Vol. 1 No. 2 (2025): International Journal of Multidisciplinary Research

Strategic Management of Cross-Cultural Governance in Enterprise Internationalization

  • Xiaoxi Zhang
DOI
https://doi.org/10.65231/ijmr.v1i2.60
Submitted
December 6, 2025
Published
2025-11-30 — Updated on 2025-11-30
Versions

Abstract

This study looks at how companies manage across cultures as they go global. It systematically examines how cultural differences affect how well a company is run and what strategies can be used to deal with these differences. Based on Hofstede's cultural dimensions theory and institutional theory, this study analyzes important literature from 2020 to 2025 to create a framework for understanding the relationship between culture, institutions, and performance.

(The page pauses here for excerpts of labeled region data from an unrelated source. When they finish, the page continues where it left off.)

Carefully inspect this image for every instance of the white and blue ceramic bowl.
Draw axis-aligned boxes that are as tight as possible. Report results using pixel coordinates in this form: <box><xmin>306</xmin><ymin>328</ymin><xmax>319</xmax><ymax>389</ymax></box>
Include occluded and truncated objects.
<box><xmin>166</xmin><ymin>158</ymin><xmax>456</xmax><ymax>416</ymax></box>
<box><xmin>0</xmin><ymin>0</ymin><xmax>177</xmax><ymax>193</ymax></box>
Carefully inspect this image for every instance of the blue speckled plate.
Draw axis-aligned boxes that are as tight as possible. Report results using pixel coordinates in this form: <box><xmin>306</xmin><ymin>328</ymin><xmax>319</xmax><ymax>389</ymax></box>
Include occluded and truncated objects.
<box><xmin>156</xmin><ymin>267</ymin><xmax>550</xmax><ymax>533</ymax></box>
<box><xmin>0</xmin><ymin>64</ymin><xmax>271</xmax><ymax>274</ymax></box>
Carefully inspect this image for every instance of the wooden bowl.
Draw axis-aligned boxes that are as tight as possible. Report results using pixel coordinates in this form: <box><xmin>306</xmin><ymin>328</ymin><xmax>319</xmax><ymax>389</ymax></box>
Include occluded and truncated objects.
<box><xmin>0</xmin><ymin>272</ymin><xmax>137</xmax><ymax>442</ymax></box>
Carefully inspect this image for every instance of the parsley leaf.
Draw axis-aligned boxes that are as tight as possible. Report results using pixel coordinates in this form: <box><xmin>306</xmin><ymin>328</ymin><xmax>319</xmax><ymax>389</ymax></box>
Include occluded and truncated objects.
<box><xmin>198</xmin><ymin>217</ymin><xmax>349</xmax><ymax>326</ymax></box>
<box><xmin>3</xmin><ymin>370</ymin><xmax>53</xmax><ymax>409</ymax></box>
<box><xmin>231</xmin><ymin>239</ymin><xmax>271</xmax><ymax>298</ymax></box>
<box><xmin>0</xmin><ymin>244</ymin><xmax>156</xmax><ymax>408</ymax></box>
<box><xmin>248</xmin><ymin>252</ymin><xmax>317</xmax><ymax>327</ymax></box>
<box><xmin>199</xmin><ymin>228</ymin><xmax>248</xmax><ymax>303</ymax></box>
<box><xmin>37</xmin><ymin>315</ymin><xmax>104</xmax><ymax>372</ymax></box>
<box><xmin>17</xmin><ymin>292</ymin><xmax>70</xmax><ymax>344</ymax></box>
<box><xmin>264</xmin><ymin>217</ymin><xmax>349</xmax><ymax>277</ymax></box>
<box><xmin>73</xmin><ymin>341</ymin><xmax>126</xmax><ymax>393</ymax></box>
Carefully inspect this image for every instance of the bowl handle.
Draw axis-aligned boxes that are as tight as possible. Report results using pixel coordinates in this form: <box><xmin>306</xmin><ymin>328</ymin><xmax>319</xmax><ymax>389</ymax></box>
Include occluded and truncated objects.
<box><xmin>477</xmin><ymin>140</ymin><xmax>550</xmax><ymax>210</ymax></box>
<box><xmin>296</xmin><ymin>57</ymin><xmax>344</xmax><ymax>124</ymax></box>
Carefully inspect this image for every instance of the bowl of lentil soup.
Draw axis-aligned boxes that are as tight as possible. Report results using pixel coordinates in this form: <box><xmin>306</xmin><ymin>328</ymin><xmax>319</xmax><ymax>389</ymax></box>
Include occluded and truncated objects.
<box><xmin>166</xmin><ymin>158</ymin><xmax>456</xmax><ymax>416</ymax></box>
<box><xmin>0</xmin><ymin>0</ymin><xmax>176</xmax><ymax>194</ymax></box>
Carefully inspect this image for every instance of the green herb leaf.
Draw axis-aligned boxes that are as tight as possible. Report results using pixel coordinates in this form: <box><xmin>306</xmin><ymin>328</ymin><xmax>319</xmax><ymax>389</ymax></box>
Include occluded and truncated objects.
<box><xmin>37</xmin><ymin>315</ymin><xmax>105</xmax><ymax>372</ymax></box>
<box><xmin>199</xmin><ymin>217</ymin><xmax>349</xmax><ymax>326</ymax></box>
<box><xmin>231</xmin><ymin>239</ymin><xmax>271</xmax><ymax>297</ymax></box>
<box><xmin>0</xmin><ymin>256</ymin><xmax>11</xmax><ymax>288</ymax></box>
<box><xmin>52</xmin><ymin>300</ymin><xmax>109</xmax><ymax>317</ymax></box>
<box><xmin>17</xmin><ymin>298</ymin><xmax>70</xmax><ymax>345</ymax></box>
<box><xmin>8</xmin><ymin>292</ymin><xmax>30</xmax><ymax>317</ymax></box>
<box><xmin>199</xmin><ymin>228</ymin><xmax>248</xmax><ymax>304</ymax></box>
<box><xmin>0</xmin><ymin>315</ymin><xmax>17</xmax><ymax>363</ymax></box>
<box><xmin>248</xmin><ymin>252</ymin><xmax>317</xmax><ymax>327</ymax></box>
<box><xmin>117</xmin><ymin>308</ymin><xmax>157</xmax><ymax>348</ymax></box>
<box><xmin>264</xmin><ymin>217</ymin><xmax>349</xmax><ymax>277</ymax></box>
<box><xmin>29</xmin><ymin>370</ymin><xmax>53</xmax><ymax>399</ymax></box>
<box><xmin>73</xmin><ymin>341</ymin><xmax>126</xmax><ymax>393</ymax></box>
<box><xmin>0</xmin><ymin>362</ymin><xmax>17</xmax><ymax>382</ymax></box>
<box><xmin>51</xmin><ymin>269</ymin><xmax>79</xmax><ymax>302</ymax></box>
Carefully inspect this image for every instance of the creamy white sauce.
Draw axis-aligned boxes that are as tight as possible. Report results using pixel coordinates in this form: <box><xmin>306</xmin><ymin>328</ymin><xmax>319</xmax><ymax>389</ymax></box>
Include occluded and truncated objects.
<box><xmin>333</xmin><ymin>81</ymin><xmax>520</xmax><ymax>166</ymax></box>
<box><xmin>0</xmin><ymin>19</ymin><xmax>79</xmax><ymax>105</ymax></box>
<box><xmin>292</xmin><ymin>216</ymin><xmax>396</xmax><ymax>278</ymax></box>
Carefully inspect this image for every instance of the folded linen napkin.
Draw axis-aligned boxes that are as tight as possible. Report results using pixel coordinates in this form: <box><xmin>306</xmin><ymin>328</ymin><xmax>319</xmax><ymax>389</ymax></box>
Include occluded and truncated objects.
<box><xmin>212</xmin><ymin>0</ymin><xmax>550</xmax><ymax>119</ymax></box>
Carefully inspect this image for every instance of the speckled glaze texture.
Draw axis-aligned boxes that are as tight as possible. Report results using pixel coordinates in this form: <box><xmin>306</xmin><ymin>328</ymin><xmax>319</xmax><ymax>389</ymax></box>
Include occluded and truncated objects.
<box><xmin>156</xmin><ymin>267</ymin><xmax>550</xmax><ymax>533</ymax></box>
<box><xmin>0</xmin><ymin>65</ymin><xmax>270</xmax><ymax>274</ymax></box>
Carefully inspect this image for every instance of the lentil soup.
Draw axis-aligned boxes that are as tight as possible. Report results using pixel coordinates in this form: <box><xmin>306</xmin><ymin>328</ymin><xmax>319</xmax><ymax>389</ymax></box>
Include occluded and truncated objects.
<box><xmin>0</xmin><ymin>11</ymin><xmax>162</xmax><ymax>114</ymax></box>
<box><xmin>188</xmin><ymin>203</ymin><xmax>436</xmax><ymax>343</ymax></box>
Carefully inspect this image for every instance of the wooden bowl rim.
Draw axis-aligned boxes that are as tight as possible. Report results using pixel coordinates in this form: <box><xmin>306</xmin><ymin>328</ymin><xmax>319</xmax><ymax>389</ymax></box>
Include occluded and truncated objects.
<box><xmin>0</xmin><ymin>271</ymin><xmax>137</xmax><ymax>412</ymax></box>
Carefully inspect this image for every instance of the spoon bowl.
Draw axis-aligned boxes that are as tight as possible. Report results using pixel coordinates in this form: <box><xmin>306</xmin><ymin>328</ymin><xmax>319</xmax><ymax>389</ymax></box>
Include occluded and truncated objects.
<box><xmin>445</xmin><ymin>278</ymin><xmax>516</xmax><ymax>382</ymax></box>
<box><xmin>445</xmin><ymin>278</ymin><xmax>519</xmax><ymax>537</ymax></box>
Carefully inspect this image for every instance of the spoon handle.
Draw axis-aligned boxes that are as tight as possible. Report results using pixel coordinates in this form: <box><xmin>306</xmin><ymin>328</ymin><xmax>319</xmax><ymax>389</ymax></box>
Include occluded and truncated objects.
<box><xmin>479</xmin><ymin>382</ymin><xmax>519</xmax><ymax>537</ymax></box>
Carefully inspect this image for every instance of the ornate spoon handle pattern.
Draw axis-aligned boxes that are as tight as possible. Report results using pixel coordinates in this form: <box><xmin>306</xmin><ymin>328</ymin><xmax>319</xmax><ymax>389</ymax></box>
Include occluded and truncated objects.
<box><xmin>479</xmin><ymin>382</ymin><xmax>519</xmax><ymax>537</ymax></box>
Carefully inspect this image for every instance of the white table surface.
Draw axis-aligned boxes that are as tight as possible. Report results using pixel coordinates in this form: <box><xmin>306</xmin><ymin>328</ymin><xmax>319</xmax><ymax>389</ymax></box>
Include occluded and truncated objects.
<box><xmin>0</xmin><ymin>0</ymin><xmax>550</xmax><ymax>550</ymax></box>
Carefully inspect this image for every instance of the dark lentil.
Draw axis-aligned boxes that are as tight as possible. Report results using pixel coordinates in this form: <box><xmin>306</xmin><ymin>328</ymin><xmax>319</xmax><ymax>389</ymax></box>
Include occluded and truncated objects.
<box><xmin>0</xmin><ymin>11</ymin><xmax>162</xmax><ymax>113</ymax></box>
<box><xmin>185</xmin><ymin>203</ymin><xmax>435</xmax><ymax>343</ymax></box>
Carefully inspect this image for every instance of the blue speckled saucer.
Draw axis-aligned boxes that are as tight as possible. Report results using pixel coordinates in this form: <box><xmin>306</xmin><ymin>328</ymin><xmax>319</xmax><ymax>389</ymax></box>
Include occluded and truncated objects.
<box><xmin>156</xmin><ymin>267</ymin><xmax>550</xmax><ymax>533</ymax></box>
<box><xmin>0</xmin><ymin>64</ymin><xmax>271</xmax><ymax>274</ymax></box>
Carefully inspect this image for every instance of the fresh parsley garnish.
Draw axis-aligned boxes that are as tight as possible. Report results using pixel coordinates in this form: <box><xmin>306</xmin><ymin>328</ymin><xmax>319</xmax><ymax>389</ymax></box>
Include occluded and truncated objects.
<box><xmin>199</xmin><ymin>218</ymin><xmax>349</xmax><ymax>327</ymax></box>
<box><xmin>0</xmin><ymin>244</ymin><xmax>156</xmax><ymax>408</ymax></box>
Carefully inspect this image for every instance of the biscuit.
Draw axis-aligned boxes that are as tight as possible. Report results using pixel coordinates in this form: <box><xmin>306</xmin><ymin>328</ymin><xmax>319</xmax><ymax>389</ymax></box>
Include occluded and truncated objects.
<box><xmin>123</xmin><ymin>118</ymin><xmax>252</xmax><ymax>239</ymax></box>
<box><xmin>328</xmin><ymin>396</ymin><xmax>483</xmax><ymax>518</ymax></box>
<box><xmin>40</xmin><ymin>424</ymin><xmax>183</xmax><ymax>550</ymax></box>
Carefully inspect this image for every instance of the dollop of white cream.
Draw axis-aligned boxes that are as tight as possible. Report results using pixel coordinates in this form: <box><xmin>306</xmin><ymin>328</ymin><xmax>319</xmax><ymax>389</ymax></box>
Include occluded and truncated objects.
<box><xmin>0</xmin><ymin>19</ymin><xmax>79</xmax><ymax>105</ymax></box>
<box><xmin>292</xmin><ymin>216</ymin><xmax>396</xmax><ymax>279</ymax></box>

Using Toyota as a case study, along with data from the World Bank's governance indicators and Toyota's annual reports, the study focuses on how cultural differences affect the success of Toyota's subsidiaries in other countries in complex ways. The study finds that:

  1.  Differences in power distance and uncertainty avoidance have a noticeably negative correlation with how well a company is run (β=-0.32, p<0.01).
  2.  The quality of the institutional environment can change the negative effects of cultural conflict. For example, for every standard deviation increase in the rule of law, the negative effect of cultural distance decreases by 23%.
  3.  Toyota's governance model, which combines global standards with regional adaptations (like family-style collective decision-making in Southeast Asia), can greatly reduce cultural conflict, leading to an 18% increase in regional revenue growth.

This study gives multinational companies a matrix of governance strategies based on cultural dimensions, filling a gap in research on how to manage culture in a dynamic way.